Nous voici à deux pas de Roanne, dans un lieu convivial, la Pépinière pour accueillir COB Trio. Le programme du festival est résolument éclectique et le jazz de cette soirée est surprenant et toujours de très bonne qualité musicale.
Le premier morceau, Attrape moi, est une composition d’un ami de Patrice Boccabella qui l’a écrit dans l’esprit de fuir la tonalité, ce qu’il réussit fort bien d’ailleurs avec des harmonies bizarres, une musique décalée, de très belles improvisations élaborées autant de Patrice au piano que de Pierre-Yves Côte à la contrebasse.
Si je n’avais pas su que nous partions dans Urgences, je l’aurais un peu imaginé en entendant une note sur deux, toujours la même, telle le « pin-pon » de l’ambulance, sur le manche de la contrebasse. Nous revenons à une musique plus mélodique. Yvan Oukrid à la batterie est très présent tout en restant très discret et s’adapte parfaitement aux humeurs des musiciens lors des improvisations.
Le standard suivant, Caravan, introduit par Yvan sur un rythme très rapide nous démontre leur capacité à accaparer des thèmes connus pour les explorer et les rendre tellement déconcertants, un tempo doublé sur le thème A (composé par Juan Tizol, le reste du l’écriture est complétée par Duke Ellington), des décalages rythmiques subtils.
Place à une création de Pierre-Yves, Andia, introduit par la contrebasse sur une pulsation ternaire dansante. Le thème est très beau et parfois j’ai l’impression d’entendre le refrain de la java bleue mais peut-être n’est-ce que mon esprit qui se laisse manipuler par cette douce et belle mélodie. L’improvisation de Pierre-Yves tourne joliment autour du thème et Patrice se lance dans un chorus très aérien.
Retour à une composition avec Résilience, ballade à la carrure bizarre et un solo (terme volontairement choisi car il joue seul) de contrebasse où tout le public est suspendu à ses doigts. Il part sur une allure plus soutenue qui donne le départ à la batterie.
Nous continuons avec des standards ; Time Remembered (Bill Evans), Israel (John Carisi) sur un tempo hyper rapide et un solo de piano rappelant Hiromi.

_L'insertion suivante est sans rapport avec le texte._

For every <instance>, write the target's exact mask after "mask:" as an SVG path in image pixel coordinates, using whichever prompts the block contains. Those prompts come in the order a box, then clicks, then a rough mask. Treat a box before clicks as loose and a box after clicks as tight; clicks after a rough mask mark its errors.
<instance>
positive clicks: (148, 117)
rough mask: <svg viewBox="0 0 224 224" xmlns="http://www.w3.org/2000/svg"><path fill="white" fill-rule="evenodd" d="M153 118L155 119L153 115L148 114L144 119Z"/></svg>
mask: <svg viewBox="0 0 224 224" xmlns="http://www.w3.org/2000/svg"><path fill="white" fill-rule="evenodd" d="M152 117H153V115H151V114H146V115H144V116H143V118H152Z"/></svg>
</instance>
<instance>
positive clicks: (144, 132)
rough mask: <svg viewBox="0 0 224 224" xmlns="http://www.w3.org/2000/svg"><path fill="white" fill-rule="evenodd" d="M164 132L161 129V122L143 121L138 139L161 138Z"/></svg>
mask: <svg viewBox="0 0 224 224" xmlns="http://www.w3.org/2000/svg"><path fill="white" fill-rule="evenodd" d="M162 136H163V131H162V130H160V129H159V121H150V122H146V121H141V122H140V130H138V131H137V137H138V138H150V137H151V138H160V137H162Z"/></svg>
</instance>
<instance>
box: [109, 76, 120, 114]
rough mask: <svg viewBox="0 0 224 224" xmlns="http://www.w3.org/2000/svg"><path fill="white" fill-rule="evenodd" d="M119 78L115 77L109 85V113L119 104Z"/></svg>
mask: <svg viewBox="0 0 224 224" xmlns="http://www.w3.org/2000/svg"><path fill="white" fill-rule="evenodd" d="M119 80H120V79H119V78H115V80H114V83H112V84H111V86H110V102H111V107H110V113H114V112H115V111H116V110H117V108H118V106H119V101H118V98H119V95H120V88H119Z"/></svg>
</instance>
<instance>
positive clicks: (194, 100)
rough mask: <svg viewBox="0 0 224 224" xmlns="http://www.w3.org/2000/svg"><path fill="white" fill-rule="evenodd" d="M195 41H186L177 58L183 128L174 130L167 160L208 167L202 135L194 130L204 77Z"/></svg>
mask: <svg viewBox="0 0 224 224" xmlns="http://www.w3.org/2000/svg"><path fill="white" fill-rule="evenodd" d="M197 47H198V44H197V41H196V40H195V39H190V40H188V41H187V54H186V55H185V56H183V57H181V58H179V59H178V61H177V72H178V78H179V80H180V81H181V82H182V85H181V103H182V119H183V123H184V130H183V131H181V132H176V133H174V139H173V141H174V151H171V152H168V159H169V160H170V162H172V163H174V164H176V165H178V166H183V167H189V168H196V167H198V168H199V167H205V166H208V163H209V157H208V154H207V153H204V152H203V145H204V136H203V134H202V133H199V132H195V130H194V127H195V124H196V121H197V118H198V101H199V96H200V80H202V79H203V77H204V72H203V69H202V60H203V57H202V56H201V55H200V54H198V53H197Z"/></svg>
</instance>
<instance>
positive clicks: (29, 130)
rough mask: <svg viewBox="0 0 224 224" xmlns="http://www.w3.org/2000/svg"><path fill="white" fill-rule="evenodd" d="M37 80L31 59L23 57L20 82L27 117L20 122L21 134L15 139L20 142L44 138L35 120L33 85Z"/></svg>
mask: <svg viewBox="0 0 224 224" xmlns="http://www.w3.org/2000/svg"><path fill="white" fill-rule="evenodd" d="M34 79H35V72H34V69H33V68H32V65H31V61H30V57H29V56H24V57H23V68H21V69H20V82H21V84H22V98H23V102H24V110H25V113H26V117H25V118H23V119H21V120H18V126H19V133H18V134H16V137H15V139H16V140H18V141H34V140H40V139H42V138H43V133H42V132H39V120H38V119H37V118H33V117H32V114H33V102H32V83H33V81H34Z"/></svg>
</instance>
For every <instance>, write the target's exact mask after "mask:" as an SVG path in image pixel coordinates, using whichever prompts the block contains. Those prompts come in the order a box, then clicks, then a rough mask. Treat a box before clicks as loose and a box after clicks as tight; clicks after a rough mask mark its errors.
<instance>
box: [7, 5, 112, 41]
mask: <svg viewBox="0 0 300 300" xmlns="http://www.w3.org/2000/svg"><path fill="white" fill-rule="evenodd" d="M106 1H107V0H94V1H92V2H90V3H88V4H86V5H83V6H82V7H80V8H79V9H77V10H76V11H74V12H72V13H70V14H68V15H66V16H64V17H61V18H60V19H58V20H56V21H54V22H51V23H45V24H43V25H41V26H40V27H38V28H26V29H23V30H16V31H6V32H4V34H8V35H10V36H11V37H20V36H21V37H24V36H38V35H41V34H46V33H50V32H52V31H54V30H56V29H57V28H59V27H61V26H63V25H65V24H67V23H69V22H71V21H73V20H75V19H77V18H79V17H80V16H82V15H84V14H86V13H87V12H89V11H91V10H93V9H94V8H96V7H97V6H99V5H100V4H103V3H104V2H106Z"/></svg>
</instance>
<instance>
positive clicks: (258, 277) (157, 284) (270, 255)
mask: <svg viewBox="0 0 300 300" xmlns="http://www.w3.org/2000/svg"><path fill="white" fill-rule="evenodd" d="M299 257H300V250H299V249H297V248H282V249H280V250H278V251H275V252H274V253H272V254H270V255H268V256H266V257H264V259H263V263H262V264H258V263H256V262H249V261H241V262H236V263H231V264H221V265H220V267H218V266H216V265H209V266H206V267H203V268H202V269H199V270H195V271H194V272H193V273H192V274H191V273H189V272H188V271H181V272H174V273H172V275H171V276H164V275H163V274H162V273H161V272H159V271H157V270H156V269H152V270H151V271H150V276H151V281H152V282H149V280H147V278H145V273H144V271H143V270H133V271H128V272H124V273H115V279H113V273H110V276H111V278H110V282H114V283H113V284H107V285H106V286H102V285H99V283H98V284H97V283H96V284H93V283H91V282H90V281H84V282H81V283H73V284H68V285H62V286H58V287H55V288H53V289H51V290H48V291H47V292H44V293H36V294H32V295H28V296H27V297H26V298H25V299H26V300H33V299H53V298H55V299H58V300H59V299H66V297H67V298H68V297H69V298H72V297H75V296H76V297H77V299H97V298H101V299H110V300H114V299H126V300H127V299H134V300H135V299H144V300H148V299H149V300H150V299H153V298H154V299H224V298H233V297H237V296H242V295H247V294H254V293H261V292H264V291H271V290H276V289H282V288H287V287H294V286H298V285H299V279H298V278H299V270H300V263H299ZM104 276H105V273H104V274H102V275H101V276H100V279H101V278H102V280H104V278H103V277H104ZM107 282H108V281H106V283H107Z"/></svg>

Lonely Woman (Ornette Coleman), introduit par Yvan qui joue avec la gravité en laissant tomber ses baguettes sur les toms pour un rebond extrêmement intéressant. Nous sommes dans une carrure vraiment spéciale, des accords très décalés et nos trois musiciens partent dans un délire général. Patrice nous avoue avoir mélangé une rythmique de manga au thème original, ce qui explique la difficulté à s’y retrouver.
Coltrane est cité avec Giant Steps, interprété en 7/8 sur une pulsation fulgurante, suivi d’une ballade pour ramener un peu de calme, Bill Evans écrit par Lyle Mays.
Nous terminons sur un thème de Ornette Colleman, Turnaround ; le piano expose le thème avant que chaque artiste ne se lance dans un chorus.
Un trio à découvrir pour ouvrir nos horizons musicaux autour de compositions et de standards remodelés à leur manière avec sensibilité.